4

I have an AWS S3 bucket with a Prefix (or "folder") called /photos. That "contains" a bunch of image files and even fewer EVENT.json files. A naive representation might look like this:

  • my-awesome-events-bucket
    • photos
      • image1.jpg
      • image2.jpg
      • 1_EVENT.json
      • image3.jpg
      • 2_EVENT.json
      • ...

The EVENT.json files have an object that contains a path reference to an arbitrary amount of image files, which group images into a specific event. Using the example above, image1.jpg and image2.jpg could appear in 1_EVENT.json, and image3.jpg may belong to 2_EVENT.json.

As the bucket gets larger, I have an interest in paging through the results. I only want to request a page at a time from S3 as I need them. The problem I'm running into is that I want to page specifically by keys that contain the word "EVENT". I'm finding this difficult to accomplish without bringing back ALL the objects and then filtering or iterating the results.

Using an S3 Paginator, I'm able to get paging working.

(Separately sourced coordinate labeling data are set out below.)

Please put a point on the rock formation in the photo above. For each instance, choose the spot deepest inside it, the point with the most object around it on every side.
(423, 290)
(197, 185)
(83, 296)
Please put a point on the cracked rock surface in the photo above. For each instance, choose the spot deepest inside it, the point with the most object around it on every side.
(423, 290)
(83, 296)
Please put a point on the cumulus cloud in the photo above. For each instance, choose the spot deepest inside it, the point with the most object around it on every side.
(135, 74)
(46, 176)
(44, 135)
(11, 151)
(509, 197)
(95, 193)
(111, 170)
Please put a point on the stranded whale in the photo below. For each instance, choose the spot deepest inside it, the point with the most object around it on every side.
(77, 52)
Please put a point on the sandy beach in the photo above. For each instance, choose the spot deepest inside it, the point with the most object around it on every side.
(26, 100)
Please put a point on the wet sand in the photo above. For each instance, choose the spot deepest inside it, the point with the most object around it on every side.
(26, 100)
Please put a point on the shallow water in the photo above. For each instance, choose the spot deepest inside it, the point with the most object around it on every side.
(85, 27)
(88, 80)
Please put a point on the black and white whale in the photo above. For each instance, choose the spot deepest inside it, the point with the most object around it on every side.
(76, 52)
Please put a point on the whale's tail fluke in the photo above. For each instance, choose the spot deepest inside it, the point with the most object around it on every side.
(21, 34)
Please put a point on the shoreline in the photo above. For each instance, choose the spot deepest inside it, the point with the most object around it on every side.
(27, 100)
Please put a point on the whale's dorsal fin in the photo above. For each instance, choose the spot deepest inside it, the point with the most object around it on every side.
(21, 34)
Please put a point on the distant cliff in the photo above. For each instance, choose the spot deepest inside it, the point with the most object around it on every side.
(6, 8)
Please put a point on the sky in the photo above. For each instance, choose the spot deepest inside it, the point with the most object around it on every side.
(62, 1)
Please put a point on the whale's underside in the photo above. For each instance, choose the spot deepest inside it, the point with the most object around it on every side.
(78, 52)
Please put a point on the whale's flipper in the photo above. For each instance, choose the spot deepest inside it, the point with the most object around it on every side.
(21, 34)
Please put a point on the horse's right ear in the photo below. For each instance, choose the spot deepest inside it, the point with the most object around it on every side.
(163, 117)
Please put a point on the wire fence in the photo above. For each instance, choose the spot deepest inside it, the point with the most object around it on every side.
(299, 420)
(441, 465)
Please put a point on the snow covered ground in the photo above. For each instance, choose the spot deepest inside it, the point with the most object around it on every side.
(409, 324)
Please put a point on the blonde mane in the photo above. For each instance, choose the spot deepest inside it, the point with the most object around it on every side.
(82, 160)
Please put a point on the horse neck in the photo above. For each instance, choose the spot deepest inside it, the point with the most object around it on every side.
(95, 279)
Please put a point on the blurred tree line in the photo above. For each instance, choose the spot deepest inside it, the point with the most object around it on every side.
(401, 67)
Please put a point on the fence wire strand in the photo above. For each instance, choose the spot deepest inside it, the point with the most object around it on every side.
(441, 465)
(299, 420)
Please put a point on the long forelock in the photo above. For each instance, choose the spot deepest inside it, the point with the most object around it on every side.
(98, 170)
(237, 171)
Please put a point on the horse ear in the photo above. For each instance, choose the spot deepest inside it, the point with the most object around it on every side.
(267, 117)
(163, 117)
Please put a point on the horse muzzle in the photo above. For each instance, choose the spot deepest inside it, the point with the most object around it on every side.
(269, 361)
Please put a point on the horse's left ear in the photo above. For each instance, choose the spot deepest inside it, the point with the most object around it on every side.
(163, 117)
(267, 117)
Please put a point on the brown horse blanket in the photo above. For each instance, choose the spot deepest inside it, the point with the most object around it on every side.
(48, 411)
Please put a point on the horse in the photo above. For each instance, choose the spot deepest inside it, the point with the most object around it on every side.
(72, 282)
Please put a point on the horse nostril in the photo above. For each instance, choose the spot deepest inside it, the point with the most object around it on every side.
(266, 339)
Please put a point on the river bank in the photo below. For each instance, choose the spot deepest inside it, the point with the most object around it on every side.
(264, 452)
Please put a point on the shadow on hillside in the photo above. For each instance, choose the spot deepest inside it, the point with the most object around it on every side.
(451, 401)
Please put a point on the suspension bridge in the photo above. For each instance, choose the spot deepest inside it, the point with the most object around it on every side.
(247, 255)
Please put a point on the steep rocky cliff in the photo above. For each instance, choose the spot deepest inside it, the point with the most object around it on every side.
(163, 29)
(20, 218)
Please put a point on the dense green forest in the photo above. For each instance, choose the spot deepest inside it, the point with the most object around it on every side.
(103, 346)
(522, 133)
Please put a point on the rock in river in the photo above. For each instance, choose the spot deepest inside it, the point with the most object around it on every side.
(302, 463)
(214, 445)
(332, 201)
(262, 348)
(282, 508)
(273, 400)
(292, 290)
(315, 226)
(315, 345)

Assuming my PageSize and MaxItems are set to 6, this is what I might get back for my first page:

/photos/
/photos/image1.jpg
/photos/image2.jpg
/photos/1_EVENT.json
/photos/image3.jpg
/photos/2_EVENT.json

S3's flat structure means that it's paging through all objects in the bucket according to the Prefix, and limiting and paging according to the pagination parameters. This means that I could easily get multiple EVENT.json files, or none at all, depending on the page.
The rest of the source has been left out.